O coração de Lília Andrade doeu repentinamente. Ela abraçou Vicente Freitas instintivamente, apertando-o com força. Naquele momento, não pensou em mais nada, apenas queria dar-lhe um abraço caloroso.
— Nascer em uma família assim deve ter sido muito difícil. Sua infância foi como você descreveu?
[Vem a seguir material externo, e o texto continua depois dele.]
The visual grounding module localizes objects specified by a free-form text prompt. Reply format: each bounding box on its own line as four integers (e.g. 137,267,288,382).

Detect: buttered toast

— Sim — Vicente Freitas não negou.
Sendo o primogênito, ele demonstrou talento e inteligência surpreendentes desde cedo. A família Domingos, claro, percebeu isso. Desde o início, ele foi criado para ser o herdeiro. A infância de Vicente Freitas foi quase inteiramente dedicada ao aprendizado de diversos conhecimentos, habilidades e etiqueta social... Não havia um momento sequer para si mesmo. Até o sono e as refeições eram rigorosamente regulados.
Só mais tarde, quando cortou relações com a família e entrou resolutamente para as forças armadas, é que finalmente deixou de ser controlado por eles.
O tom do homem era calmo, mas Lília Andrade sentiu uma pontada de tristeza. Comparada à sua própria infância, a de Vicente Freitas fora árdua. Embora ela estudasse medicina e seu tempo fosse ocupado pelos estudos, era algo que ela amava, então sua infância foi plena e feliz.
Não era de admirar que o Vicente Freitas de agora parecesse onipotente, como se nada pudesse derrotá-lo. Ele havia suportado coisas que pessoas comuns jamais suportariam.
Lília Andrade o abraçou forte, consolando-o ao pé do ouvido:
— Tudo isso já passou!
Sua mão dava tapinhas leves no ombro dele, como se estivesse acalmando a pequena Maia. A voz suave fez Vicente Freitas baixar suas defesas.
Sua expressão permaneceu calma; o passado não afetava seu humor. Para ele, aquelas pessoas da família Domingos eram irrelevantes. No entanto, as ações que pertenciam à sua mãe precisavam ser recuperadas.
— Posso ignorar o resto, não quero nada da família Domingos, mas o que é da minha mãe e o que é meu, ninguém vai tirar!
Lília Andrade o apoiou totalmente. Ela se afastou um pouco, segurando os ombros dele, e perguntou:
— Então, o que você vai fazer?
Vicente Freitas ouviu isso e olhou para ela com um sorriso enigmático.
— Talvez não seja bem assim.
— Hum? — Lília Andrade sentiu uma nova onda de crise e o encarou confusa. O que isso significava? Será que ele ainda teria que ter o filho?
Ela estava prestes a perguntar mais, mas Vicente Freitas virou a cabeça, olhou pela janela e mudou de assunto:
— Este não parece ser o caminho para a sua casa.
Lília Andrade olhou para fora e percebeu que era verdade.
— Isso parece... o caminho para o Flor do Rio? Por que o motorista está indo para lá?